As a teenager, she skipped school in order to perform stunts on a surfboard. As a young woman, she ran away from her husband and baby – that would be you – to be with the man she truly loved. She never said no to adventure. You always felt pale and meek next to her.
And then imagine that she suffered a series of strokes and is now in a hospital, unable to feed herself or speak, the light gone from her eyes. What do you do? If you're Tessa Fontaine, you spend three years taking care of her and then you abruptly run away and join the circus.
Fontaine's memoir, “The Electric Woman: A Memoir in Death-Defying Acts,” is astounding, amazing, inspiring and a little bit terrifying. It's a story about a mother and daughter's complicated relationship, and it's also a coming-of-age story, of sorts.
It would be safe to say that Fontaine came of age in a most peculiar way – eating fire, charming snakes, escaping from handcuffs and performing as the Electric Woman, illuminating a light bulb with her tongue.
Voice is crucial in memoir, and Fontaine's is just right: trustworthy, intimate and thoughtful. She mulls her mother's illness; she mulls her mother's betrayal; she admits to being terrified of snakes; she weeps in fear the first time she holds one. She's disappointed to find that there is no trick to eating fire, no mirrors. “You eat fire,” she writes, “by eating fire.” And if that's not a metaphor for getting through life, I don't know what is.
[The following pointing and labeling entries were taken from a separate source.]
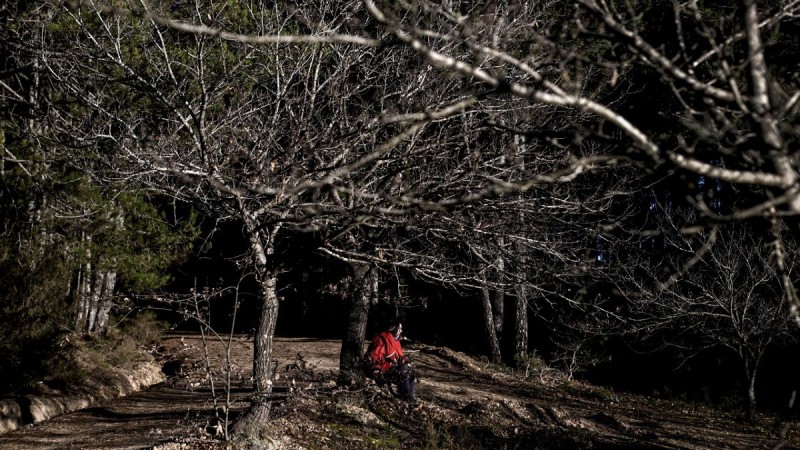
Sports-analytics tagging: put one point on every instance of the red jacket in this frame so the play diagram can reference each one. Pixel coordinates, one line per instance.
(385, 351)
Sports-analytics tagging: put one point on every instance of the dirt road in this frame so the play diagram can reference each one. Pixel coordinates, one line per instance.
(464, 404)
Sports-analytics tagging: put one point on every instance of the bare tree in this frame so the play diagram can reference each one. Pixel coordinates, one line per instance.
(730, 299)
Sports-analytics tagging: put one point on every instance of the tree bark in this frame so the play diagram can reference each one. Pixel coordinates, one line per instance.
(352, 352)
(499, 300)
(491, 331)
(106, 301)
(521, 324)
(251, 423)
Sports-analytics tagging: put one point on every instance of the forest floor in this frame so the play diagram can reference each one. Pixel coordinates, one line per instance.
(464, 404)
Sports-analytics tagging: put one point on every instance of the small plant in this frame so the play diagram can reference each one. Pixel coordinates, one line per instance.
(529, 365)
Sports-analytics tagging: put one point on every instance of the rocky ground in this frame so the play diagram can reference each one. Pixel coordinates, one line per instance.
(465, 404)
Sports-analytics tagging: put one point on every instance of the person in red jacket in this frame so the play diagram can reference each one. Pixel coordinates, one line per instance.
(385, 355)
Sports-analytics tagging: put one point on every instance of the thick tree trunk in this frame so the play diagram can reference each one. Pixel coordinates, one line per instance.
(106, 301)
(491, 331)
(252, 421)
(521, 324)
(352, 352)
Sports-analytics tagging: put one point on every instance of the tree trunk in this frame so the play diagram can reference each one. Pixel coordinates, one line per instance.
(499, 300)
(350, 359)
(491, 331)
(521, 324)
(106, 301)
(251, 423)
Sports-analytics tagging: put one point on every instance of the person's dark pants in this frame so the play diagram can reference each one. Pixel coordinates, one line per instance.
(407, 386)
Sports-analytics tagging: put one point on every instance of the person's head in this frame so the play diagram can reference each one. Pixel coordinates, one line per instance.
(396, 328)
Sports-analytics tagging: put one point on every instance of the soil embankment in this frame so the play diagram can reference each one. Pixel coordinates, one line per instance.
(464, 404)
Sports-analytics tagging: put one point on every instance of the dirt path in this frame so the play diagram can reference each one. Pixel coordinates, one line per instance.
(464, 404)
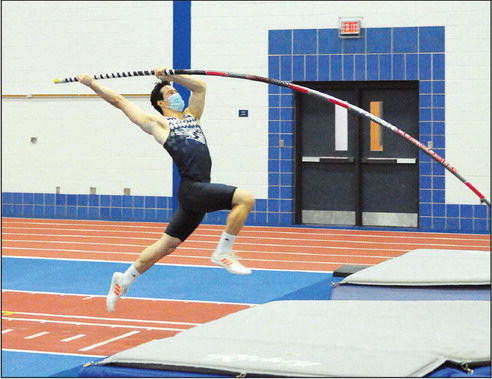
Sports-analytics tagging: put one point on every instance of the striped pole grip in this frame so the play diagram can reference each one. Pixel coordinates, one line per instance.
(307, 91)
(114, 75)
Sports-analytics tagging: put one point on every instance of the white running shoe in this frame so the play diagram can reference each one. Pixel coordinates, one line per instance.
(231, 263)
(115, 291)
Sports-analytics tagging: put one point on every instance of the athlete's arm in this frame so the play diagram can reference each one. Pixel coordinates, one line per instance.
(198, 87)
(154, 125)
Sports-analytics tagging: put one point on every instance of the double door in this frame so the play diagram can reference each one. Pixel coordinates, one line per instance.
(350, 170)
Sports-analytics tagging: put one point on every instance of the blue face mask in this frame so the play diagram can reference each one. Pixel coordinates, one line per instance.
(176, 102)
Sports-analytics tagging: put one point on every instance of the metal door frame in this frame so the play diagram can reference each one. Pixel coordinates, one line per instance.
(327, 86)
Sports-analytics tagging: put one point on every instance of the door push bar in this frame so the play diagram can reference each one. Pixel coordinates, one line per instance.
(390, 160)
(328, 159)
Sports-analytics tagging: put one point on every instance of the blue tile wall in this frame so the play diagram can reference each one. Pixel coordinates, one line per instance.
(403, 53)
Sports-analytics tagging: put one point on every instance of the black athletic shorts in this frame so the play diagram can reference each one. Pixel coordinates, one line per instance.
(195, 199)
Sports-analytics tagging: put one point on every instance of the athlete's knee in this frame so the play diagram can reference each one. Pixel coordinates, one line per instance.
(243, 197)
(167, 244)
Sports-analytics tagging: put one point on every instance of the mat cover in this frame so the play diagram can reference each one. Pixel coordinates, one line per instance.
(428, 267)
(325, 338)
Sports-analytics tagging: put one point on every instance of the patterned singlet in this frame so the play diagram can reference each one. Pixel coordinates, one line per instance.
(188, 147)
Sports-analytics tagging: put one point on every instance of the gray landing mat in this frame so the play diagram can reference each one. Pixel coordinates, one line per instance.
(428, 267)
(326, 338)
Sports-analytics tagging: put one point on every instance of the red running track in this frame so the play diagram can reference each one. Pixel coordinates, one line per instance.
(74, 324)
(298, 249)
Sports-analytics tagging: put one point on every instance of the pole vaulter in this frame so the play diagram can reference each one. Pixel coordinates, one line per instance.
(306, 91)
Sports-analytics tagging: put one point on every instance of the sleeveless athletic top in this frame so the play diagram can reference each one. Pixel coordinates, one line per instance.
(188, 147)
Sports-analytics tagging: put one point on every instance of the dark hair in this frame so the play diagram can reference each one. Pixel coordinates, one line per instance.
(156, 94)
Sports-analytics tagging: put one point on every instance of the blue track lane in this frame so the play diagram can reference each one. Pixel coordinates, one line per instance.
(160, 282)
(40, 365)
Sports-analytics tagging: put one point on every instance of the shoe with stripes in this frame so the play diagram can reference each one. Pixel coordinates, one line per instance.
(231, 263)
(115, 291)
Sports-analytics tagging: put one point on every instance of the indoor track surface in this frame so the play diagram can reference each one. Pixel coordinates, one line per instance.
(56, 273)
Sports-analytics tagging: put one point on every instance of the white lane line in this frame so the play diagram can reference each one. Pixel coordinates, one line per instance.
(109, 341)
(128, 298)
(73, 338)
(91, 324)
(107, 318)
(36, 335)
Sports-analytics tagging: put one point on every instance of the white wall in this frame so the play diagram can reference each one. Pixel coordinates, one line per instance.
(84, 142)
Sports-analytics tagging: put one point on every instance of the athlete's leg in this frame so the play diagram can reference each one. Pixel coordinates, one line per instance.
(181, 225)
(242, 204)
(155, 252)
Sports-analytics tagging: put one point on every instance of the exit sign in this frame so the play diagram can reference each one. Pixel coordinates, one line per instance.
(349, 27)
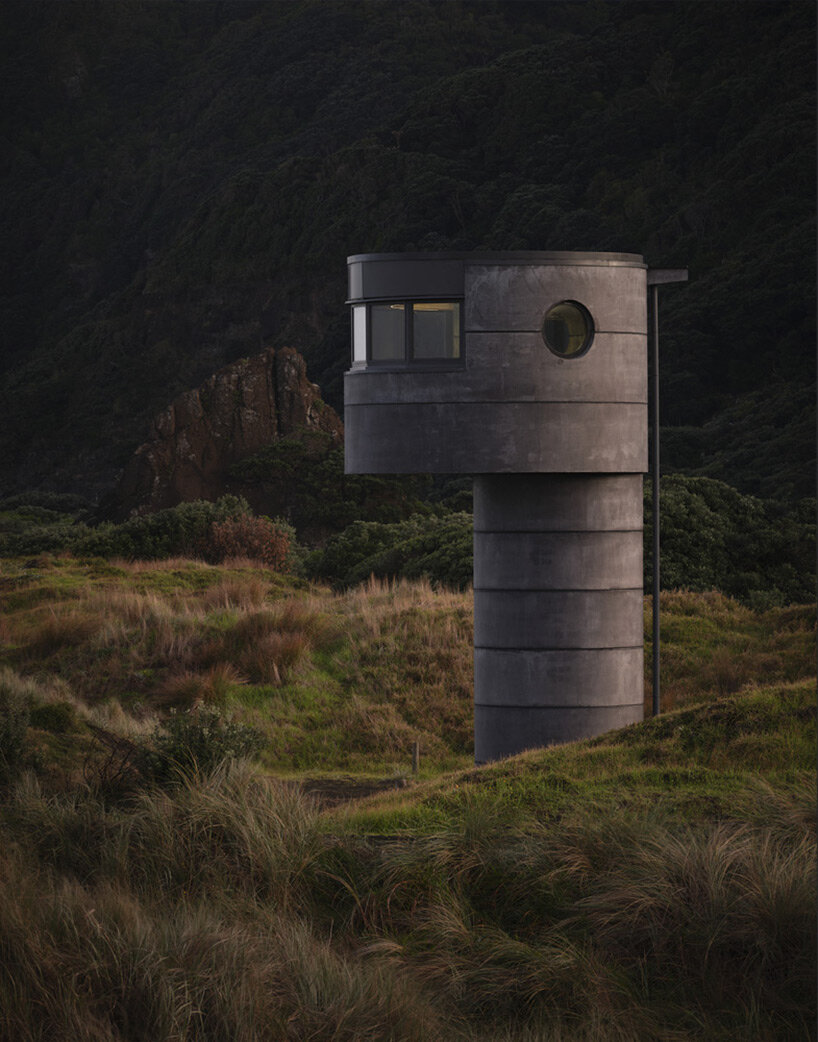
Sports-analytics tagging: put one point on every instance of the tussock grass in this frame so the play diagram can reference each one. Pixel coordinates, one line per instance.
(227, 897)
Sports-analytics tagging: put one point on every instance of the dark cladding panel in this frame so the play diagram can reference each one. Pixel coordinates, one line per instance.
(405, 279)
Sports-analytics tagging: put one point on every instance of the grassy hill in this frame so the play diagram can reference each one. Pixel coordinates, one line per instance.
(654, 883)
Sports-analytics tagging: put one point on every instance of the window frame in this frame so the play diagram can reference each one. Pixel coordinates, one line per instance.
(409, 361)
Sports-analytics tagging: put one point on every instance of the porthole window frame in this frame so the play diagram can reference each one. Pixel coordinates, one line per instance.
(590, 330)
(409, 361)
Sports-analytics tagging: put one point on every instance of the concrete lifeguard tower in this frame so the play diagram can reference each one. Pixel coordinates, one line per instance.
(529, 372)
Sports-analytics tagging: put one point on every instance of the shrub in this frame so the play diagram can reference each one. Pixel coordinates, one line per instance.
(176, 531)
(258, 539)
(198, 741)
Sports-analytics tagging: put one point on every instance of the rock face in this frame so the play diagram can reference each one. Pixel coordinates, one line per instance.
(237, 412)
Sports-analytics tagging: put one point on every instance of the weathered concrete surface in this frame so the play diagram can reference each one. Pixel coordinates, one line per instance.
(514, 367)
(495, 438)
(597, 676)
(516, 502)
(559, 561)
(558, 446)
(503, 732)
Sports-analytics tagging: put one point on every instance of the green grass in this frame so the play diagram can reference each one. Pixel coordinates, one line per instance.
(654, 883)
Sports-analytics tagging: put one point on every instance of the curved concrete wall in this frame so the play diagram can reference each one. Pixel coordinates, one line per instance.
(558, 609)
(559, 445)
(510, 405)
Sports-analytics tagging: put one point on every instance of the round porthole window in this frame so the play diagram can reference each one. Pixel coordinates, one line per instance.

Fontaine has a great eye for detail, and she depicts the other circus performers with real affection – not as freaks, but as interesting and fully realized people: Sunshine, “the target half of the knife-throwing act”; Spif, the throwing half; Tommy, the circus manager; Snickers, the clown; those who wash out; and those who stick it out for the whole season.
Fontaine sticks it out for the whole season, spending five months with the World of Wonders and traveling from Florida to Pennsylvania to Minnesota to Kansas to Arkansas and back to Florida, stopping at points in between. The circus workers are hardworking and dedicated to their show, putting it up and tearing it down in city after city, rushing out during a tornado warning to take down the banners, which they can't afford to replace; getting by on four hours of sleep a night for months.
Fontaine's circus adventures are nicely juxtaposed against her mother's long journey of recovery, as both women learn to overcome their fears and meet life's challenges. Fontaine's mother learns not just how to communicate again, and to eat, but how to embrace life with a paralyzed body. (It is no surprise that she heads off to Italy, in a wheelchair.)
And Fontaine herself learns to embrace life with a little of her mother's verve. Over time, she grows from timid to confident, learning how to grapple with the long, heavy tent poles; how to escape from handcuffs; how to open her mouth and swallow a flaming torch as though it were life itself.